Dari sekian banyaknya keponakan Arkan, hanya Nadia yang paling dekat dengan Ica dan Devan. Bahkan Ica mengenal Nadia sebelum dia dekat dengan Arkan.
“Nad, tante sudah bilang sama bunda, kalau besok siang tante mau main, apa bunda enggak bilang?” tanya Ica.
“Enggak.” Jawab Nadia dengan menggelengkan kepalanya.
“Kapan tante bilang sama bunda?” tanya Nadia.
“Tadi siang,” jawab Ica.
“Oh ya, sini Nad, om mau bisikin sesuatu sama kamu.” Devan berjongkok di depan Nadia, dan membisikkan sesuatu pada Nadia.
Nadia hanya tersenyum, dan mengacungkan jempolnya tanda dia setuju dengan apa yang Devan katakan.
“Oke, Nadia setuju!” jawabnya dengan raut wajah yang bahagia.
“Ih, kalian kok main bisik-bisikan gitu? Mulai main rahasia-rahasiaan nih, ya?” protes Ica.
“Iya, ini rahasia,” jawab Nadia.
“Ya sudah, sekarang Nadia balik lagi, tuh dah ditungguin yang lain, kan?” ucap Devan. “Ingat rahasia kita.” Devan mengingatkan kembali pada Nadia.
“Oke, siap!” jawabnya.
Nadia kembali ke mejanya. Devan dan Ica juga pamit untuk kembali ke mejanya. Namun, langkah mereka terhenti saat Arsyad memanggilnya.
“Ada apa, Om?” tanya Ica.
“Kalian berdua saja?”
“Kami sama mama papa kok,” jawab Ica.
“Mama papa kalian? Maksudnya mama papanya Dev juga?” tanya Arsyad.
“Iya, kami dari tadi kok, sudah lama. Mama sama papa sedang ngobrol sama mama papanya Devan di dalam. Di VIP room,” jawab Ica.
“Oh, kayaknya secret banget, sampai di VIP?”
“Iya, Om. Biasa orang tua kita selalu gini kalau sudah ketemu. Ya sudah kami ke sana,” ucap Devan, dengan pamit pada Arsyad.
“Oke, salam buat mama papa kalian.”
“Baik, nanti kami sampaikan. Kami permisi dulu ya, Om? Salam buat Tante Nisa dan Tante Shita,” ucap Ica.

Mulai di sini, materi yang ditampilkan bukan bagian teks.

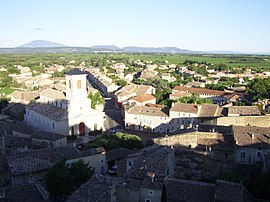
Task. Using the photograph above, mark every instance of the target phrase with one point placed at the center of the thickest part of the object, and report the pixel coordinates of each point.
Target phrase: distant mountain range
(43, 46)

“Iya, nanti om sampaikan,” jawab Arsyad.
Ica langsung kembali ke dalam. Arsyad sebenarnya masih ingin mengobrol dengan Ica. Sampai detik ini, dia masih sangat merasa bersalah pada Ica dan kedua orang tuanya, atas apa yang terjadi dulu. Padahal baik Ica dan kedua orang tuanya sudah tidak mempermasalahkan hal tersebut. Namun, Arsyad merasa Ica dan kedua orang tuanya menghindari dirinya. Ica tahu, ada tatapan sendu yang terlihat saat dirinya menatap mata Arsyad. Orang yang sudah Ica anggap seperti orang tuanya sendiri saat itu. Tapi, sekarang dia lebih baik menjauh daripada akan sakit lagi karena mengingat masa lalu yang sudah berhasil Ica kubur hidup-hidup. Ya, dikubur hidup-hidup, karena pada saat itu, Ica sama sekali belum bisa melupakan kejadian itu yang seakan masih terlihat jelas di depan matanya.